Nel 1800, in Francia, venne tradotta Aurora oder Morgenröte im Aufgang (Amsterdam 1682) di Jakob Böhme, filosofo e mistico tedesco influenzato da Paracelso e dai testi alchimistici, che aveva suscitato l’interesse prima di Spinoza e poi dei Romantici tedeschi. Per indicare l’attributo dello spirito che, secondo Böhme, si estende fuori dal corpo dell’uomo attraverso le opere da lui realizzate, il traduttore francese di Aurora, il Philosophe Inconnu (pseudonimo di Louis Claude de Saint-Martin, 1743-1803) introdusse l’aggettivo animique: così l’“animalische Geist” o l’“animalische oder Seelengeist” (cap. 15, §39) di Böhme diviene, nella traduzione francese, “l’esprit animique ou de l’âme”. Come si vede, al di là della complessità del significato, animique è qui inteso come aggettivo di relazione di anima (che ha un suo equivalente anche nel ted. seelisch), sia pure in un’accezione che chiama in causa tanto la vita biologicamente intesa, quanto il principio vitale divino che è la finalità dell’organismo.

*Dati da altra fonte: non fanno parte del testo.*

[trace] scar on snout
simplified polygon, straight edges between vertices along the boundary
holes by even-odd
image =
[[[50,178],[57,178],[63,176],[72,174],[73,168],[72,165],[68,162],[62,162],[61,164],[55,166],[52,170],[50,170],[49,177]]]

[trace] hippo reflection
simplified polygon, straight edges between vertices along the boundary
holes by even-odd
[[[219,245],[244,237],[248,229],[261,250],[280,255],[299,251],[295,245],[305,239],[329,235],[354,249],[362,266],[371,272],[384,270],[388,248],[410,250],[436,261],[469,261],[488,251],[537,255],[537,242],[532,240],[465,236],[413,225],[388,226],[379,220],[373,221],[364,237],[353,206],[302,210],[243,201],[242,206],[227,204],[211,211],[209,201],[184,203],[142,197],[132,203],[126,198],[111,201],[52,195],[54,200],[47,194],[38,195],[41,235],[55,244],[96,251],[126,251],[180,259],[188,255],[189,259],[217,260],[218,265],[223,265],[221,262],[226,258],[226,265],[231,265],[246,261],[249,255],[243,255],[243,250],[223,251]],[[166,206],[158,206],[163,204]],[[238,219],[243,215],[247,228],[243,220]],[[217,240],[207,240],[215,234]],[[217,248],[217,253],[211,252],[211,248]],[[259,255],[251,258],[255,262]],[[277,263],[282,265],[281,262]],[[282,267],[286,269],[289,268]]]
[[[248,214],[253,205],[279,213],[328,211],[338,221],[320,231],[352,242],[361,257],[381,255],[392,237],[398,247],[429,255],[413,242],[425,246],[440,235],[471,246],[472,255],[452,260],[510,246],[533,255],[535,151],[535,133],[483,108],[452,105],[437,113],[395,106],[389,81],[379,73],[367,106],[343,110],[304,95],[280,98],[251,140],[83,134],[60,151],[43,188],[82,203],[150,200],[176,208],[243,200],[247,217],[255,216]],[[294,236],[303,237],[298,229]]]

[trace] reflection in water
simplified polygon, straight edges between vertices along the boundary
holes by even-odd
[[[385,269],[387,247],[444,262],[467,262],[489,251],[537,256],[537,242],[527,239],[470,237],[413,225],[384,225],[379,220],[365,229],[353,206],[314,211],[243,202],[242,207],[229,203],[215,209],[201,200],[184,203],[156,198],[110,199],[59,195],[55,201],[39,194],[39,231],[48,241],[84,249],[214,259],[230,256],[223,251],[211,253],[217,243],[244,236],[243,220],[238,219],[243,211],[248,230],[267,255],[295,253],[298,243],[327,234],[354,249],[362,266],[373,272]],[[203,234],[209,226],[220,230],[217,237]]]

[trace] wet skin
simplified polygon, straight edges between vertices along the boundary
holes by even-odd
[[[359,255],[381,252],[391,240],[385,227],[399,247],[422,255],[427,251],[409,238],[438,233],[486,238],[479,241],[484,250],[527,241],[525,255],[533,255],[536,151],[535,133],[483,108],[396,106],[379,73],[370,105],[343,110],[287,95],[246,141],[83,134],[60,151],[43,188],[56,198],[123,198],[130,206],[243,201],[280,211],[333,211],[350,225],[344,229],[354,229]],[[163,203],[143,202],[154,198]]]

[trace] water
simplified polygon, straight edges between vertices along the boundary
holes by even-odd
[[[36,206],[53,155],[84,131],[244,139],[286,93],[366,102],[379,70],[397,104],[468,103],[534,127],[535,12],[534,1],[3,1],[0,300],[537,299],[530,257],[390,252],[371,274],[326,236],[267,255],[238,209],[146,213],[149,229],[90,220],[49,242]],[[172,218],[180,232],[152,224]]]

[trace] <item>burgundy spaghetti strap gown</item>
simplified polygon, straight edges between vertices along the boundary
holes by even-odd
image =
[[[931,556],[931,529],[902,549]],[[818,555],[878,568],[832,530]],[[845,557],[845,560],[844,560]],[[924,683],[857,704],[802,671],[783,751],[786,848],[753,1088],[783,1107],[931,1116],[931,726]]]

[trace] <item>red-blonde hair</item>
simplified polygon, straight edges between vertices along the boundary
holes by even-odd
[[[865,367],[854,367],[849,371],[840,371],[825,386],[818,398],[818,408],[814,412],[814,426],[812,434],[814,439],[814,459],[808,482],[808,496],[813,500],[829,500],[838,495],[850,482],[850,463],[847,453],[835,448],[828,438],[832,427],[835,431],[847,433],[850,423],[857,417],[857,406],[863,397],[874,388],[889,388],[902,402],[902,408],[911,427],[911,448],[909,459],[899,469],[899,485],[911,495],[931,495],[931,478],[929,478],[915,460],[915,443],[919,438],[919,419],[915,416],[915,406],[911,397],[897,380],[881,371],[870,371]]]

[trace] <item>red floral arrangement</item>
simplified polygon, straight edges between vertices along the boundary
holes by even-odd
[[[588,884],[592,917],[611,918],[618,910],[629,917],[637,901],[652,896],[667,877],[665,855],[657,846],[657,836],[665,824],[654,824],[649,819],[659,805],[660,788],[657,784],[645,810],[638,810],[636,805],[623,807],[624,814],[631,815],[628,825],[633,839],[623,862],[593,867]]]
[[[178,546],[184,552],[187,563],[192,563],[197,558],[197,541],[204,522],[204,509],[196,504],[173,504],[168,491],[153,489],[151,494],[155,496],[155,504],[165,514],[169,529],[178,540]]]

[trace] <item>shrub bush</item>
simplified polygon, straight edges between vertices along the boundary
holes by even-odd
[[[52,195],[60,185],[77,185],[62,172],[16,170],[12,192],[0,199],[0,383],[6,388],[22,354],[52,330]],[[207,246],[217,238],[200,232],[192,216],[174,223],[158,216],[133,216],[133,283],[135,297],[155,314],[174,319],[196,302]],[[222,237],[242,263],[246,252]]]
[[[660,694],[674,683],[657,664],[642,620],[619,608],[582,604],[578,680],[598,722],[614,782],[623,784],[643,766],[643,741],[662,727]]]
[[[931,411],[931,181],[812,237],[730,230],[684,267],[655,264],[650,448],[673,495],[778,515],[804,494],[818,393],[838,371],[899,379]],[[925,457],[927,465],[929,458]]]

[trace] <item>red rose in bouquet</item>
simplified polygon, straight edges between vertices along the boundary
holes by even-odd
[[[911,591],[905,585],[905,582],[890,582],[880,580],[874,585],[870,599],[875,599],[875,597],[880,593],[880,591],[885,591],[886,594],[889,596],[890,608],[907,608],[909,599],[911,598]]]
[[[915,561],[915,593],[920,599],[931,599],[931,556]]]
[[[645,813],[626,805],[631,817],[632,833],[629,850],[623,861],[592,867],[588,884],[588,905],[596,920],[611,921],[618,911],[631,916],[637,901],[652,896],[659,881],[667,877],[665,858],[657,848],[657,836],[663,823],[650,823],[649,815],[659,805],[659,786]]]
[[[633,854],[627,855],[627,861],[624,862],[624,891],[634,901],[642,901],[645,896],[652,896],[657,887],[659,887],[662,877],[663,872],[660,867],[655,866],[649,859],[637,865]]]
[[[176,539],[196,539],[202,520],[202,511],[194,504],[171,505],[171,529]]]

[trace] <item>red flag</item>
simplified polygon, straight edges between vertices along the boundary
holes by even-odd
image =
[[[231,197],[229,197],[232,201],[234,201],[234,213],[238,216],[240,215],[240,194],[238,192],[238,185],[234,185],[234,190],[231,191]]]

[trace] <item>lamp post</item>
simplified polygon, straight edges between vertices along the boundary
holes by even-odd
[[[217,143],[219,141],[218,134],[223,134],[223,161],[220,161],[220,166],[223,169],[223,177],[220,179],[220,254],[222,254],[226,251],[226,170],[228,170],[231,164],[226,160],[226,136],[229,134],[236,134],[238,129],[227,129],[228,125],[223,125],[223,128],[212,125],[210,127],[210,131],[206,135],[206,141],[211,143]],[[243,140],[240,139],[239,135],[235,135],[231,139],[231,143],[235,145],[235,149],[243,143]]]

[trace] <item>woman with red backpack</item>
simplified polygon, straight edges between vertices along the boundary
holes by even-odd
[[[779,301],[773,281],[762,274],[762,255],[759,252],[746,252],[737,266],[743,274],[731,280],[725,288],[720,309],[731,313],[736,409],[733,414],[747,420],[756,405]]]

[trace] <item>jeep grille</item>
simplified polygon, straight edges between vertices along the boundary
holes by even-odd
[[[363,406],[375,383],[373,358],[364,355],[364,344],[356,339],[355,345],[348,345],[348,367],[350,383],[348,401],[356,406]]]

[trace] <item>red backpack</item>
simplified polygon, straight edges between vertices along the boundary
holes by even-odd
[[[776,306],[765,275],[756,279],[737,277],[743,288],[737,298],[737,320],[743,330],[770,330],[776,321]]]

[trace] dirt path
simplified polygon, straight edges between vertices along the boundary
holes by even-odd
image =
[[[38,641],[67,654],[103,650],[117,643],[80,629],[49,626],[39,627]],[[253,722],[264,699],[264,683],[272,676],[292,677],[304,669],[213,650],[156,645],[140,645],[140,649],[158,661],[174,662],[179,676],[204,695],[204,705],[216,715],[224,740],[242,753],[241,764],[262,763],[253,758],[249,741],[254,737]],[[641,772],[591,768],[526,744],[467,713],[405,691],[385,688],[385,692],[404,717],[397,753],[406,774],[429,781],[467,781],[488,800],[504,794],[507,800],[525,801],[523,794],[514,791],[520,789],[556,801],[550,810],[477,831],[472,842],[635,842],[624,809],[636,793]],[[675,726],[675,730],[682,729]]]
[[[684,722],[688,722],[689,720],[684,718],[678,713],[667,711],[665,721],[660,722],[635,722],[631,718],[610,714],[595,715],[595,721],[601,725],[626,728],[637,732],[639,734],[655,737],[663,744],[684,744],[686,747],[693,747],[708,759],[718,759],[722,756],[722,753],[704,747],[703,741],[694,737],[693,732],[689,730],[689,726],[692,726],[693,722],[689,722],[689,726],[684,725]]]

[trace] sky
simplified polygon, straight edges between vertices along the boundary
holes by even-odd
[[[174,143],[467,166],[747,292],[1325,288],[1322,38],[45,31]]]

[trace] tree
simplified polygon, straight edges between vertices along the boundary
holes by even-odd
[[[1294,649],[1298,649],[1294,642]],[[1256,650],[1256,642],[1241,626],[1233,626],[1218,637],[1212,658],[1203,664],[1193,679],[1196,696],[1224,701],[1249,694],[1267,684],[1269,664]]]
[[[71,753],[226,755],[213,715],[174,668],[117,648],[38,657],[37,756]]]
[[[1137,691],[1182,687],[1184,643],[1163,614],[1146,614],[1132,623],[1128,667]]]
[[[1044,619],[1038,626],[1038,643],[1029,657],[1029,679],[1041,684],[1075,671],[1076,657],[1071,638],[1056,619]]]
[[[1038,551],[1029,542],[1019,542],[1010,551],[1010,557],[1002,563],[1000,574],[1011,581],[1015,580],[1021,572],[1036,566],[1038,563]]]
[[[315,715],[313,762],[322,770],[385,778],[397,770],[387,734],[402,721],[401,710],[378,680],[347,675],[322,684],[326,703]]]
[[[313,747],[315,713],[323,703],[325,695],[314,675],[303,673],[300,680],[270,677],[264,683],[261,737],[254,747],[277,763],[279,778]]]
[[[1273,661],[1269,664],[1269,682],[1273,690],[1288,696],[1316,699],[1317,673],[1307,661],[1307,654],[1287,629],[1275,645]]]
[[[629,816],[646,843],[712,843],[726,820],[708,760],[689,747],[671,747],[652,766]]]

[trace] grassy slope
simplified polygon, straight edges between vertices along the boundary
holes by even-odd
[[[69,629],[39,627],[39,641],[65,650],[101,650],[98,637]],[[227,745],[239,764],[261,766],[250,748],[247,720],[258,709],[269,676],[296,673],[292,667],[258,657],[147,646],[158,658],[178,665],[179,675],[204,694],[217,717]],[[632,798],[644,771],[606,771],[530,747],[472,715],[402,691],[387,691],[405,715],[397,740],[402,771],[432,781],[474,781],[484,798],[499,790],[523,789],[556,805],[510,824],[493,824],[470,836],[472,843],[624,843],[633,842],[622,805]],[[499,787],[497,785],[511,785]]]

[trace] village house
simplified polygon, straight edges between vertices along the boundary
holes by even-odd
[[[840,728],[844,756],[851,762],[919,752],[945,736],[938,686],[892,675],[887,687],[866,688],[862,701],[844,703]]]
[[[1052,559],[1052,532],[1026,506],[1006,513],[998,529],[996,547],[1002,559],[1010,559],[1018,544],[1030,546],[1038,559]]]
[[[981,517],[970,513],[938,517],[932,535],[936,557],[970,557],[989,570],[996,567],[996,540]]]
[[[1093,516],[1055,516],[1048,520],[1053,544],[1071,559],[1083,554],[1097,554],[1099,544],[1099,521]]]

Anche gli idealisti tedeschi come F. Schelling e G.W.F. Hegel si interessarono al pensiero di Böhme e al tema della Seele ‘anima’. Per questo non sembrerà strano che una delle prime apparizioni in italiano dell’aggettivo animico compaia, nel 1860, sotto la voce Hegel, Giorgio Guglielmo Federico della Nuova Enciclopedia popolare italiana ovvero Dizionario generale di scienze, lettere, arti, storia, geografia ecc. ecc. (Torino, Unione Tipografico-editrice, 1860, V edizione, Vol. X: H-I, p. 49):

Tuttavia lo scopo dell’idea non è mai raggiunto nella natura; perché in qualunque ordine di cose il reale rimane sempre inferiore all’ideale; che anzi, tra la manifestazione e la cosa manifestata esiste una specie di opposizione che si riproduce nell’organismo animico e corporale di qualunque creatura vivente.[6]

Nella sua elaborazione di una filosofia dello spirito, entro il quadro sistematico delineato nell’Enciclopedia delle scienze filosofiche in compendio (1817, 1827, 1830), Hegel fu particolarmente attento agli sviluppi delle teorie mediche che indagavano i processi inconsci e, nel passo appena citato, animico indica precisamente la dimensione dell’anima come è intesa nell’Antropologia hegeliana ossia come Seele inconscia. Poiché la Nuova Enciclopedia popolare italiana è stata compilata sulla base di opere inglesi, tedesche, francesi, appare evidente come la coniazione di animico in italiano trovi le sue ragioni, ancora una volta, in esigenze traduttive.

L’opera hegeliana, però, non è la strada maestra per l’arrivo di animico in Italia, sebbene ci offra la giusta collocazione della nascita della parola in un contesto di dialogo interdisciplinare tra filosofia, religione, biologia e fisiologia. Negli anni Sessanta dell’Ottocento, la parola animico conobbe grande fortuna negli studi del fisico francese Gustave Adolphe Hirn (1815-1890): in Italia le sue opere non vennero tradotte ma, essendo scritte in francese, erano ampiamente conosciute e discusse dagli studiosi italiani, come il filosofo rosminiano dell’Università di Torino Giuseppe Allievo (1830-1913), parimenti impegnato nella critica a hegelismo e positivismo, in favore di uno spiritualismo cattolico. Nel saggio Théorie mécanique de la chaleur. Conséquences philosophiques et métaphysiques de la thermodynamique (Paris, Gauthier-Villars, 1868), Hirn poneva in relazione la termodinamica con l’anima e scriveva:

L’être animique et vivante n’est point un prisonnier temporairement enfermé dans un obscur cachot […]. C’est un principe constitutif de l’univers temporairement soudé, par suite de ses propriétés mêmes, à d’autres principes, et donnant lieu par ce contatct à des phénomènes d’un ordre special [L’essere animico e vivente non è un prigioniero temporaneamente rinchiuso in un oscuro sotterraneo (…). È un principio costitutivo dell’universo temporaneamente saldato, per le sue stesse proprietà, ad altri principi, e che dà origine, per questo fatto, a fenomeni di ordine speciale].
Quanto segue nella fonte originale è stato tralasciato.